Skendros Panagiotis, Germanidis Georgios, Mastellos Dimitrios C, Antoniadou Christina, Gavriilidis Efstratios, Kalopitas Georgios, Samakidou Anna, Liontos Angelos, Chrysanthopoulou Akrivi, Ntinopoulou Maria, Kogias Dionysios, Karanika Ioanna, Smyrlis Andreas, Cepaityte Dainora, Fotiadou Iliana, Zioga Nikoleta, Mitroulis Ioannis, Gatselis Nikolaos K, Papagoras Charalampos, Metallidis Simeon, Milionis Haralampos, Dalekos George N, Willems Loek, Persson Barbro, Manivel Vivek Anand, Nilsson Bo, Connolly E Sander, Iacobelli Simona, Papadopoulos Vasileios, Calado Rodrigo T, Huber-Lang Markus, Risitano Antonio M, Yancopoulou Despina, Ritis Konstantinos, Lambris John D
First Department of Internal Medicine and Laboratory of Molecular Hematology, Democritus University of Thrace, University Hospital of Alexandroupolis, Alexandroupolis, Greece.

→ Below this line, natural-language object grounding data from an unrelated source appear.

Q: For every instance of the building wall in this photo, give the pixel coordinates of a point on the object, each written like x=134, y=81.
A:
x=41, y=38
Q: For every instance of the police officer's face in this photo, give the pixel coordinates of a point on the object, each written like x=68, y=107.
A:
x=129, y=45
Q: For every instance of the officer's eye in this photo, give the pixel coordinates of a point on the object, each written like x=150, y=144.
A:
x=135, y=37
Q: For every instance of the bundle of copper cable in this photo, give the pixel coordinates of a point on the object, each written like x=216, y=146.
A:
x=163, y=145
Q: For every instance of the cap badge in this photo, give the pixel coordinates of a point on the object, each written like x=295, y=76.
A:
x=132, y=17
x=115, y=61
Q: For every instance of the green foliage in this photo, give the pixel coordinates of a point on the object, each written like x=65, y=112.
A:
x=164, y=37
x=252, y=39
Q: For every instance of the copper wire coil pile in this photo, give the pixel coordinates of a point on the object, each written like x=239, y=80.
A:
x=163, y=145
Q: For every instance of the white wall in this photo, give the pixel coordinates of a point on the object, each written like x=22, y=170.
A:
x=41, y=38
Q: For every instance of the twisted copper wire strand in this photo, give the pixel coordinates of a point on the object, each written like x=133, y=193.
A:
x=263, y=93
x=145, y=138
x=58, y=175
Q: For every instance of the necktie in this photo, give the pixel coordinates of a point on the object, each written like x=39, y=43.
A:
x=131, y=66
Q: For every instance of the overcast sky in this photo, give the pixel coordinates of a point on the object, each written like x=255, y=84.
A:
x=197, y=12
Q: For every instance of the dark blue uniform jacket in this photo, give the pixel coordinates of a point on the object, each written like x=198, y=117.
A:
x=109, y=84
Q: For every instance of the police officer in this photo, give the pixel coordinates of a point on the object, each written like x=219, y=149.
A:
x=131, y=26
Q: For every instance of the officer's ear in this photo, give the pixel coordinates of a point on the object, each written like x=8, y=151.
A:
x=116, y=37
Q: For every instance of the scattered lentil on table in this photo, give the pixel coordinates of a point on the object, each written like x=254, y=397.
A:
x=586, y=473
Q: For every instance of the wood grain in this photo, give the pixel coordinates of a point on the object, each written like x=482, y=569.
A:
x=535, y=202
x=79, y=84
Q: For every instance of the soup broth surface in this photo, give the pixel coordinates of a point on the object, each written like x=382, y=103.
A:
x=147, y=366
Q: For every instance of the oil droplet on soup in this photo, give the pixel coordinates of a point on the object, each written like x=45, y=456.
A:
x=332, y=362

First Department of Internal Medicine, AHEPA University Hospital, and Basic and Translational Research Unit, Special Unit for Biomedical Research and Education (SUBRE), School of Medicine, Aristotle University of Thessaloniki, Thessaloniki, Greece.
Sci Adv. 2022 Aug 19;8(33):eabo2341. doi: 10.1126/sciadv.abo2341. Epub 2022 Aug 17.
Complement C3 activation contributes to COVID-19 pathology, and C3 targeting has emerged as a promising therapeutic strategy. We provide interim data from ITHACA, the first randomized trial evaluating a C3 inhibitor, AMY-101, in severe COVID-19 (PaO2/FiO2 ≤ 300 mmHg). Patients received AMY-101 ( = 16) or placebo ( = 15) in addition to standard of care. AMY-101 was safe and well tolerated. Compared to placebo (8 of 15, 53.3%), a higher, albeit nonsignificant, proportion of AMY-101-treated patients (13 of 16, 81.3%) were free of supplemental oxygen at day 14. Three nonresponders and two placebo-treated patients succumbed to disease-related complications. AMY-101 significantly reduced CRP and ferritin and restrained thrombin and NET generation. Complete and sustained C3 inhibition was observed in all responders. Residual C3 activity in the three nonresponders suggested the presence of a convertase-independent C3 activation pathway overriding the drug's inhibitory activity. These findings support the design of larger trials exploring the potential of C3-based inhibition in COVID-19 or other complement-mediated diseases.
补体C3激活促成了新型冠状病毒肺炎的病理过程,而靶向C3已成为一种有前景的治疗策略。我们提供了ITHACA试验的中期数据,这是首个评估C3抑制剂AMY-101用于治疗重症新型冠状病毒肺炎(动脉血氧分压/吸入氧分数值≤300 mmHg)的随机试验。除标准治疗外,患者接受了AMY-101治疗(n = 16)或安慰剂治疗(n = 15)。AMY-101安全且耐受性良好。与安慰剂组(15例中的8例,53.3%)相比,接受AMY-101治疗的患者中在第14天时无需吸氧的比例更高,尽管差异不显著(16例中的13例,81.3%)。3例无反应者和2例接受安慰剂治疗的患者死于疾病相关并发症。AMY-101显著降低了C反应蛋白和铁蛋白水平,并抑制了凝血酶和中性粒细胞胞外陷阱的生成。在所有有反应者中均观察到了完全且持续的C3抑制作用。3例无反应者体内残余的C3活性表明存在一种不依赖转化酶的C3激活途径,该途径优先于药物的抑制活性。这些发现支持开展更大规模试验,以探索基于C3抑制在新型冠状病毒肺炎或其他补体介导疾病中的潜力。